Sunday, 1 December 2013
Arthur - Women Memorial Workers
Location: Wellington County N 43 49.943 W 080 32.268
In Memorial Park, at 150 George Street, on the corner with Frederick Street West.
Previously on September 8, 2013, I had featured the outstanding cenotaph in the village of Arthur, known as Canada's Most Patriotic Village due to its high ratio of men and women who served their country in time of war.
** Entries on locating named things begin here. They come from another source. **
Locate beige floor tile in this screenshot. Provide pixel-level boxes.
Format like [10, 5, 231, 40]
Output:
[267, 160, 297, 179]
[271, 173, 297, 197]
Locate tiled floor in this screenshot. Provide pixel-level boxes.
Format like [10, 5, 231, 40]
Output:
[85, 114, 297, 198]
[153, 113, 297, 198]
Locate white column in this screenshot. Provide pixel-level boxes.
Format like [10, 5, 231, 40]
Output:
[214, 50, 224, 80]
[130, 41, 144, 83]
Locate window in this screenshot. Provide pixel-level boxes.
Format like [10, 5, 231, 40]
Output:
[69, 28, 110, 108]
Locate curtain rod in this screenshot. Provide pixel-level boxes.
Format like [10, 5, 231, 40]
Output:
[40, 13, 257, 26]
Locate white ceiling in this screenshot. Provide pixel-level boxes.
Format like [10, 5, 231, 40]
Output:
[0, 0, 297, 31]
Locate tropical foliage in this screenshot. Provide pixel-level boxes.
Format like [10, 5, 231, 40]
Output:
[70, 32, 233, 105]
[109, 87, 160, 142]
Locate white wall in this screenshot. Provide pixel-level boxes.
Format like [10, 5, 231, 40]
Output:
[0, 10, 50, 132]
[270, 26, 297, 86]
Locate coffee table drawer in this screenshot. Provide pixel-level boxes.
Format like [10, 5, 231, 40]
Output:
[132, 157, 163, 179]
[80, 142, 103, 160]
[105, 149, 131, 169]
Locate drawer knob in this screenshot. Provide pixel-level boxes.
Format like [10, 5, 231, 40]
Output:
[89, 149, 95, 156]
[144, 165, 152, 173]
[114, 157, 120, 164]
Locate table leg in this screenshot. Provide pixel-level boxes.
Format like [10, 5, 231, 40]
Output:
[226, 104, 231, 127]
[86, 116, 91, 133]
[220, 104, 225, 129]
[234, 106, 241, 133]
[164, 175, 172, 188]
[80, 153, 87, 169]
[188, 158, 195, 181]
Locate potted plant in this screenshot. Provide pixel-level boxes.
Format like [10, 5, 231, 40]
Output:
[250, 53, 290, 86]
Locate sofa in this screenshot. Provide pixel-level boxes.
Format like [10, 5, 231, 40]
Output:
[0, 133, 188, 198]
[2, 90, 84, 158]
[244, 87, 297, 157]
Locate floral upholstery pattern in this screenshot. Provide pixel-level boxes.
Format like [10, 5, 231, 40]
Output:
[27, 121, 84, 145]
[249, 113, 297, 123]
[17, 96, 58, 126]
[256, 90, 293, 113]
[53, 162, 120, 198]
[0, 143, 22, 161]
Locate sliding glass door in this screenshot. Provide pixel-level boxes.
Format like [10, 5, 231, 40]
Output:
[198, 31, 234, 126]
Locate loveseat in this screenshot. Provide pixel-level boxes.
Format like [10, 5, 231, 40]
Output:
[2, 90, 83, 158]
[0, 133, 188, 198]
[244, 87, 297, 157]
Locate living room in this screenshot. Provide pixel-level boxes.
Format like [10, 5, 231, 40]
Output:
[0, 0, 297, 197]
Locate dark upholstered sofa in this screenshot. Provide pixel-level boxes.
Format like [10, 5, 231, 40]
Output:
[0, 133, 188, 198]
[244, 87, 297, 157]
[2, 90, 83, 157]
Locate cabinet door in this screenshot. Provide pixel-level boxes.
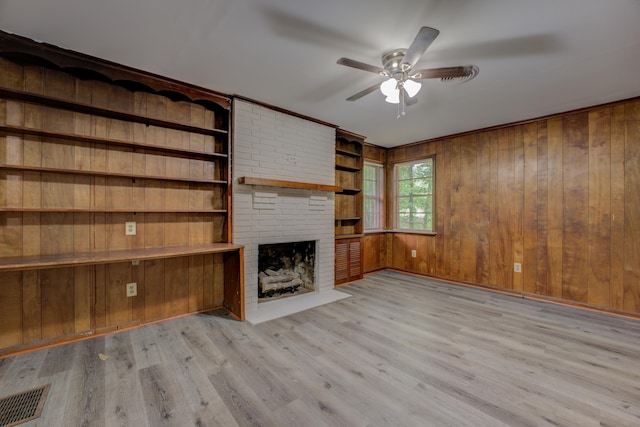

Today's memorial is a tribute to the women who worked so diligently to create the cenotaph, after the Great War, in honour of those brave souls who fought and died in our service. The memorial sits in the walkway in front of the cenotaph, near the base of the original fieldstone memorial.
WOMEN MEMORIAL WORKERS
November 11, 1918. "The War to End All Wars" was over. In the Arthur area, 41
soldiers had been killed and many more wounded. Soon a group of local ladies were
organized under the name Women Memorial Workers. Their objective was to
honour those men from the area who had enlisted and especially those who had paid
the supreme sacrifice.
The Women purchased the three lots comprising this property and proceeded to raise
sufficient funds to build a Cenotaph Monument on the site. The project became a
community effort with hundreds making contributions. The architect was Major
Gibson of Toronto who had commanded some of the local soldiers overseas. The
contractor was Ed Doherty, a local stone mason, who had built many of the
foundations for the bank barns in the area. A decision was made to build the
monument with stones gathered from local farms. It turned out to be the first
fieldstone Cenotaph Monument in the Province.
On August 6, 1923, before the largest crowd ever assembled in the Village, Mrs. David
Brocklebank, President of the Women Memorial Workers, unveiled the monument at
the conclusion of a three-hour ceremony. The new Cenotaph received many
compliments including one from the Toronto Star that described it as "a memorial
whose beauty and design cannot be equaled in the Province".
After 1923, the Women continued their work landscaping the surrounding grounds
and, in 1930, turned the park and Cenotaph Monument over to the village with a
considerable financial contribution for perpetual upkeep
Funding for this plaque was provided by the Arthur and Area Historical Society and
the Arthur Revitalization Committee.